NavList:
A Community Devoted to the Preservation and Practice of Celestial Navigation and Other Methods of Traditional Wayfinding
From: Frank Reed
Date: 2024 Feb 25, 12:23 -0800
It's absolutely an interesting comparison, but the accuracy is much reduced compared to lunars. The rate of change of a lunar distance relative to the Sun, the planets, and stars is around 13° per day. Short version: the Moon moves by its own apparent diameter in one hour of time (ignoring parallax issues). Meanwhile the Sun moves relative to the planets and stars at a rate of just about 1° per day. At least a dozen times slower so necessarily a dozen times reduced resolution of time. If a navigator on a good day can get UT/GMT to +/-12 seconds by lunar distances, then solar distances would give time only to +/-2.5 minutes of time. The equivalent longitude error is about three miles (minutes of arc of longitude at the equator, of course) for lunars or about three dozen miles by a solar. And that's under the very best of circumstances.
It's true that those 36 miles are better than the historical (18th century) minimum expectations for a practical method of finding longitude. But no matter how much we improve, it hits a system limit very fast. It can't improve. That's as good as it gets, right? And it's only this good if you have an excellent sextant, and if there's no uncertainity in the other body's position.

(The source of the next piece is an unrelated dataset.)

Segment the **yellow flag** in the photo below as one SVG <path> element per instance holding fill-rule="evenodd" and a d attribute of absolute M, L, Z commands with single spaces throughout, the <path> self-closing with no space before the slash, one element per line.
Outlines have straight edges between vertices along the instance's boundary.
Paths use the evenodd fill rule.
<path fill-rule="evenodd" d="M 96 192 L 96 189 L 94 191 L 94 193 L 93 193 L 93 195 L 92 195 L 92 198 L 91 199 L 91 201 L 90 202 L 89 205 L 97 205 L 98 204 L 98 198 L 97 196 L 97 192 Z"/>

Unfortunately, the ephemeris data for the planets improved only slowly. It wasn't quite as difficult a problem in celestial mechanics as the Moon's motion, but it still took decades to develop good, predictive models. Consider that the distances of the planets were not included in the British Nautical Almanac --even for lunars-- until 1834. They might have been included to useful practical advantage at least a decade (and maybe two or three decades) earlier, and it seems that their absense was counted as yet more evidence that the Nautical Almanac was in bad need of a revision. Yet even in other nations' nautical almanacs, there were only experiments in planetary lunar distances through the late 1820s.
Have you looked at pure Venus distances? One could measure the angular distance of Venus from a bright star when Venus is near inferior conjunction. It moves significantly faster than the Sun, and the coordinates of the stars were reliable and accurate from the early 18th century. But then we're limited to perhaps 25% of each synodic period for Venus when we can make such observations. In addition Venus has a semi-diameter that is large enough to confuse and reduce accuracy for measured angular distances unless a navigator is quite careful. But they would work --with limited accuracy. These would be "Venereal Distances".
We need to find some fast asteroids! :) I have observed multiple small nearby asteroids with motion visible in seconds at 60x through a telescope. But for sextant observations, we need something bigger and faster. Yeah, that's it. We need more big, fast asteroids buzzing the Earth. Problem solved.